In Robert Hughes’s book on Goya he refers to transmissions in Bourbon Spain (e.g. a lamb born dead, a river crossed and the story is the lamb was born with two heads, a wood crossed & it is now demonic, and priests charge the public for prayers of protection). The monsters in Goya’s Spain were everywhere (the church, the royalty, Napoleon’s army). I think about why it is Goya for me, and whether it is that he is one of the first artists whose works I immediately feel both as intense personal and physical response while also feeling connected those in history who too felt an intense response. Or if I am, as I worried earlier, a deeply clichéd consumer of art. But it is also that the response is at once a communal sense and individual, in the way that similarly sparks when I read about histories of uprisings & revolt.


Kyle Chandler (Dr Mark Russell but also Coach Taylor from Friday Night Lights) and Vera Farmiga (Dr Emma Russell) play ex-spouses in Godzilla: King of the Monsters (2019). They come into a moment of conflict when it is revealed Dr Emma’s plan is to unleash the monsters to return balance to the earth that humans have destroyed (a line with shades of eco-fascism that reminds me of another monster in a recent film franchise who disappears half of the universe at random to address overpopulation and overconsumption). I put on the Godzilla film to watch while I did my extremely mundane knee rehab exercises (pistol squats, side plank leg raises, hollow holds) & turned it off halfway through when my boyfriend gently pointed out I had commandeered the living room for many hours. A hollow hold sounds like a gothic jiujitsu position (it’s actually a core strength exercise). Our Netflix subscription ended and I never saw the rest of the movie. I managed to take its main point: What if Monsters Are The Solution? Something about morality and Coach Taylor were the rest of the point, though my memory is fading now.

I have a kneejerk reflex (strong annoyance/mild rage) whenever I see someone point to overpopulation in climate crisis debate, because most of these critiques are usually racist i.e. they identify the problem mostly in non-western countries. There are countries whose national carbon footprints are horrific, but are presented in a way that obscures the circuits of global capitalism which allows wealthier nations to still profit and/or benefit from the large carbon footprints of developing nations (not to mention disproportionate plundering of environments and unsafe labour practices).

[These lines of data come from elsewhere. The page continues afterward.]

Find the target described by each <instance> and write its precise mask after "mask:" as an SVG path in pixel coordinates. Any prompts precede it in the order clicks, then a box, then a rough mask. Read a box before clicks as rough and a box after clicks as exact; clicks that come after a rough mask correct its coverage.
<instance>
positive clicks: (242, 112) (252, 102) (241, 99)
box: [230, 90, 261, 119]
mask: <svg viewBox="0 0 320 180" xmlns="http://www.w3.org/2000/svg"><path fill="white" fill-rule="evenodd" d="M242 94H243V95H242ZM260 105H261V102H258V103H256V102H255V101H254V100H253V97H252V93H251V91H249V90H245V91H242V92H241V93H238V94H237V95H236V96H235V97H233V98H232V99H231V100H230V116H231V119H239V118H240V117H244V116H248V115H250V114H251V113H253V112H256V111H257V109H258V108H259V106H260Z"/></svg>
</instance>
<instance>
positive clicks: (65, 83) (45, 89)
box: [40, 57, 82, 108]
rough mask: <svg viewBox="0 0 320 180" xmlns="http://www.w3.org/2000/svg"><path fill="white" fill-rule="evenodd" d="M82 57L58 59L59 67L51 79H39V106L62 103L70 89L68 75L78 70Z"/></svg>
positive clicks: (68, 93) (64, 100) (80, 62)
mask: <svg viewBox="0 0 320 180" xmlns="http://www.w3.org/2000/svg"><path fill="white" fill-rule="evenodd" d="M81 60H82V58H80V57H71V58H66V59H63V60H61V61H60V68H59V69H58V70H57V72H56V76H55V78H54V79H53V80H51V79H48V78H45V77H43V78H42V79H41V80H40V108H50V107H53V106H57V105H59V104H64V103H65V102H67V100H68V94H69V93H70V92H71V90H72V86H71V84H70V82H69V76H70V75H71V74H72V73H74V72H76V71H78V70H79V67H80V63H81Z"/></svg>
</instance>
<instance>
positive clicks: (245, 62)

If we are priming the earth for a monstrous response that gazes into the heart of the animals central to this world (that is all of them, especially the dangerous ones), we have the literature on hand (Godzilla films, Jurassic Park, Detective Pikachu).


At times, for reasons I cannot explain, I find myself thinking of the guinea baboons that were transported from the Paris zoo to Kent, England, who had learned to recognise the sounds of human language, and so when they heard their keeper call them to lunch, they understood, but in Kent, the keepers were unable to make this stick. When they realised the baboons had learned the command—déjeuner—they had to switch to speaking French, not just to announce lunch but also for all their commands, and only to the guinea baboons, who were now able to continue settling in. ‘I expect we’ll just have to carry on speaking French to them forever’.5


David Ward, ‘Parlez-vous baboon? Zoo keepers bridge gap’, The Guardian, 2005.

I worry the intense emotions I experience when it comes to monsters, or milder yet terrifying regular animals, are at odds with my communist desires (the world sets us up to care about humans or animals at the expense of the other). This is not a helpful or even true distinction but the chasm is wide. And yet I only know this: there has been no coherent vision for a communist world. The monster cycle of rise and defeat reinforces our domination, despite the appearance of reset buttons. The monsters remain crucial to future imaginations. I remember Goya’s goat, and Toothless. The lessons of desire meeting fear: how these contain and repel a possible future.